Grazia Patricia was the mother of three children: Princess Caroline, Prince Albert II, and Princess Stephanie. Prince Albert II is the current Head of the House of Grimaldi and ruler of the Principality of Monaco. Albert II is a “prince of the people,” who can be seen often dining in the cafés across from the palace and strolling around Monaco. He has also brought much scandal to the House of Grimaldi, by fathering two children out of wedlock and through his involvement in various paternity suits. Princess Caroline is now the Princess of Hanover (married to Ernst August V, Prince of Hanover) and is the heiress to the throne of Monaco. Princess Stéphanie has always been referred to by her family as the “wild child,” and has worked as a swimwear designer, singer and fashion model.
The Principality of Monaco is comprised of five main areas, the largest of which is Monte Carlo.

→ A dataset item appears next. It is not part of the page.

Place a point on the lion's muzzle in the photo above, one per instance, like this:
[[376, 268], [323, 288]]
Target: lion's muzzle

Monte Carlo is the pinnacle of elegance, luxury and nightlife (including high stakes gambling). The famous Casino is adjacent to the world- renowned Grand Hôtel de Paris, which was established in 1864 by Charles III of Monaco. In the main hall of the Grand Hôtel de Paris, there is a bronze statue of Louis XIV. Gamblers hoping to win (or increase) their fortunes rub Louis’ knee for luck before going to the casino. Monte Carlo is also where one can find most of the Circuit de Monaco, on which the Formula One Monaco Grand Prix takes place each year. Monte Carlo also hosts events such as fashion shows, world championship boxing bouts, the European Poker Tour Grand Final and the World Backgammon Championship throughout the year.
As for the other four areas, The Rock (a limestone peninsula seven hundred meters long, sixty meters above sea-level) is where you can find the maritime museum (dedicated to Albert I) and the Grimaldi Palace. However, the term The Rock is also used in reference to the whole of Monaco. La Condamine is the port district and the Fontvieille quarter (a neighborhood that was built out over the sea) is known for its sports stadium. Lastly, The Moneghetti is home to Monaco’s lovely exotic garden.
Take a day to explore all of the diversity, luxury and history Monaco has to offer, and keep an eye out for Prince Albert II…he might just sit down next to you at lunch.